I should however comment on the alleged lack of full and frank disclosure argument. I accept that the s.6 point is one that ought to have been the subject of detailed submission concerning its potential availability as a defence. I have concluded that the point is not one that in the end benefitted the defendants but I am clear that it is something that ought to have been drawn to Bryan J’s attention, not least because if it applies then it provides an answer to the whole of the deceit claim and most of the conspiracy claim, assuming such a cause of action was available as a matter of UAE law.
The principles that apply in this area are well established– all facts and matters that reasonably could or should be taken into account by a judge in deciding the application ought to be disclosed to the judge hearing the without notice application. The court has a number of remedies available to it if a breach of this duty is established including taking no action, discharging the order obtained as a result and setting aside the order and then re-granting it, which in practice may have little significance other than in relation to costs. The issue I am now considering is one that could best be addressed by making no order other than an adverse costs order attributable to the full and frank submissions made by reference to the s.6 point.
I consider the UAE law issue was not fairly presented to the Judge. For the reasons that I have set out above, in my view UAE law was plainly the governing law of the claim. That had a significant impact on (a) whether a conspiracy claim was available against all the defendants (it was not) and, (b) the forum issue since the governing law issue is plainly a major consideration in deciding which forum is most suitable for the determination of the dispute. Had I come to the conclusion that forum should have been resolved in favour of England I would nonetheless have made an adverse costs order by reference to that issue against ADCB. In all other respects I would have been satisfied that the presentation was full frank and fair.
Conclusion
For the reasons set out above, I am satisfied that there is a real issue to be tried between the claimant and each of the defendants, that the first defendant has been properly served in accordance with s.1140 of the Companies Act 2006 and that in consequence the claims against the second to fourth defendants passed through the necessary or proper party gateway.
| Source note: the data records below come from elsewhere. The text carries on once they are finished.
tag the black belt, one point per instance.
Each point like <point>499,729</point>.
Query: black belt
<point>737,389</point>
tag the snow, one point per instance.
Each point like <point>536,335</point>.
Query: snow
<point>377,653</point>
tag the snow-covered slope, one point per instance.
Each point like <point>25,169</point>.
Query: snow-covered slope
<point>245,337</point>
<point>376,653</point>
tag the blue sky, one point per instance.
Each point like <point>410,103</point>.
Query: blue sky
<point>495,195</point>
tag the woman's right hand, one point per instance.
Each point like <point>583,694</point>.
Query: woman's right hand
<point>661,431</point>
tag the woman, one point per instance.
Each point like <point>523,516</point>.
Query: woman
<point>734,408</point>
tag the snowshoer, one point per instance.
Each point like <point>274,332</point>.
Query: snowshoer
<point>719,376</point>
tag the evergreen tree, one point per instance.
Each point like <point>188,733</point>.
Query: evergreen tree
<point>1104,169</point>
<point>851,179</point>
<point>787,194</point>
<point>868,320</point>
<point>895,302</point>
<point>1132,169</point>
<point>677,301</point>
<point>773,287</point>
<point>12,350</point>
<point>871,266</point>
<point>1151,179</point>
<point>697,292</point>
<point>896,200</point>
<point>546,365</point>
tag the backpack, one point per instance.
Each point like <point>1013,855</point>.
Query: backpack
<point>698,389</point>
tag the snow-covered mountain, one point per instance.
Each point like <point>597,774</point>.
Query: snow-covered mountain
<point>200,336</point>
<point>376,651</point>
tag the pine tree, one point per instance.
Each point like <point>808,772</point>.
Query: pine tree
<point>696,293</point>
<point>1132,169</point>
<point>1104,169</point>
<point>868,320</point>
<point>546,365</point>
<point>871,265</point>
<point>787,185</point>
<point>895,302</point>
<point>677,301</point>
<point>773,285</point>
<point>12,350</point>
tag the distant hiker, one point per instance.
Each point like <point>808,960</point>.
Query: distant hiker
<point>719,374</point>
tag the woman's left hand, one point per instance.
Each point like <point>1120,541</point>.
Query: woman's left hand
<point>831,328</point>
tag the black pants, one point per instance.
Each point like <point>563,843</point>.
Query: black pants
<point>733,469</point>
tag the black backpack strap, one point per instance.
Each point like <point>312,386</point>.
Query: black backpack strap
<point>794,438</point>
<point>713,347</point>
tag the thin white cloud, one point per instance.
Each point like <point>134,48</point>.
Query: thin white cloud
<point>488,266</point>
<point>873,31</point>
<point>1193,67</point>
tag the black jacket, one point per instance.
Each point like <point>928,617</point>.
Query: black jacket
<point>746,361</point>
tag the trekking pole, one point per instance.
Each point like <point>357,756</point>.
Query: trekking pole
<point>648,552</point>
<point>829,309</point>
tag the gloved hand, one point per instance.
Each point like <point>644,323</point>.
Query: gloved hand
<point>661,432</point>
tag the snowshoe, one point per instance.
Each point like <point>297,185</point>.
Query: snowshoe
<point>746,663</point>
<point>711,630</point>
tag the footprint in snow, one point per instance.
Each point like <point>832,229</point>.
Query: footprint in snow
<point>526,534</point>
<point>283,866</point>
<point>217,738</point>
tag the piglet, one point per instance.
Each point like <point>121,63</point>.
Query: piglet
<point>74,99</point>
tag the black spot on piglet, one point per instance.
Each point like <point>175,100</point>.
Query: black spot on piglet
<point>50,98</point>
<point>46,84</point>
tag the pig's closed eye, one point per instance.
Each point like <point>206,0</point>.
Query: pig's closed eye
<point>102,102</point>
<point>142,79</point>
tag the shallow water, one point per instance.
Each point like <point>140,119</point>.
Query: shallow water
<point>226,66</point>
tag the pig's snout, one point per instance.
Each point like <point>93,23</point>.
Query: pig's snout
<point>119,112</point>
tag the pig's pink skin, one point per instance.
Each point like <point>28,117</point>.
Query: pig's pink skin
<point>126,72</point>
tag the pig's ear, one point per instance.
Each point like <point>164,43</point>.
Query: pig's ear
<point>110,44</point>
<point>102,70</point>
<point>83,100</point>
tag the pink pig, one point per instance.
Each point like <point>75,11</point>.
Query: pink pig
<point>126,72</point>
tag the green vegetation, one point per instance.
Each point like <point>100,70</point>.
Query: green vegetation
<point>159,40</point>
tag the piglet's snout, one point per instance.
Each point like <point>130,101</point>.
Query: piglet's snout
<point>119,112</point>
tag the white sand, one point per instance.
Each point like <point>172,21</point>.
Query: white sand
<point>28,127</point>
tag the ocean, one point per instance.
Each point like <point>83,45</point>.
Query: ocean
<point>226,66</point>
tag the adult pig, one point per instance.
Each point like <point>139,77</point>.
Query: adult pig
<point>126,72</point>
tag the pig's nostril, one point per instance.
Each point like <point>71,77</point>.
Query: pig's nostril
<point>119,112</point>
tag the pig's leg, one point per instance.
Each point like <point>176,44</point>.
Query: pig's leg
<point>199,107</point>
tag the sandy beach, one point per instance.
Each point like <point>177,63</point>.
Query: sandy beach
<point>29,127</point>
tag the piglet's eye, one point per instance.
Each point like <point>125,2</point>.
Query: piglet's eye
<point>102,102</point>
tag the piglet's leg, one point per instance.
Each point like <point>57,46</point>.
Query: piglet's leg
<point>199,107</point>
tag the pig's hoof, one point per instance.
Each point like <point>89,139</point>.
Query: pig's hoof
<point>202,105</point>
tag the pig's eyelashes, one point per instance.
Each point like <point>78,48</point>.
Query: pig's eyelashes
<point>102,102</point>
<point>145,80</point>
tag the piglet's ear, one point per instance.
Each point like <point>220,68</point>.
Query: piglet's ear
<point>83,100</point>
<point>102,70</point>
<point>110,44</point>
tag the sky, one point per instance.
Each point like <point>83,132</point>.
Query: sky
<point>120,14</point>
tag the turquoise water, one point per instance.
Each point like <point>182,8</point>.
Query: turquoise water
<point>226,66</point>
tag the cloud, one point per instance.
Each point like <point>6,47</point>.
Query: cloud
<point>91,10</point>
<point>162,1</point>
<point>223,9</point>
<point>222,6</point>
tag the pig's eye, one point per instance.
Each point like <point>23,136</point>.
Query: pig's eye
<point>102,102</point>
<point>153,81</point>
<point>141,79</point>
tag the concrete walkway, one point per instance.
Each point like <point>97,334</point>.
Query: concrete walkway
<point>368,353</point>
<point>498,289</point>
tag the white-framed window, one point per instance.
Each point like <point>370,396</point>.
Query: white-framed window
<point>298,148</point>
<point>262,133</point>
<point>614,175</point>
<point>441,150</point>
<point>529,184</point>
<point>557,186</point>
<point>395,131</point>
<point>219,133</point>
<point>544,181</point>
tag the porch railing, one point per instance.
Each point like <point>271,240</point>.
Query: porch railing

I am satisfied also that the claims passed through the tort gateway to the limited extent identified earlier. However, in my view (a) there is another forum which is clearly and distinctly more appropriate for the trial of this claim than England namely Abu Dhabi and (b) there are no circumstances by reason of which justice requires that this claim be tried here rather than Abu Dhabi. In those circumstances, I am satisfied that I should accept the undertakings offered by the defendants and stay these proceedings with liberty to ADCB to apply to lift the stay and make any consequential applications in the event that the undertakings offered are breached. I will hear the parties as to the appropriate orders to make at the hand down of this judgment.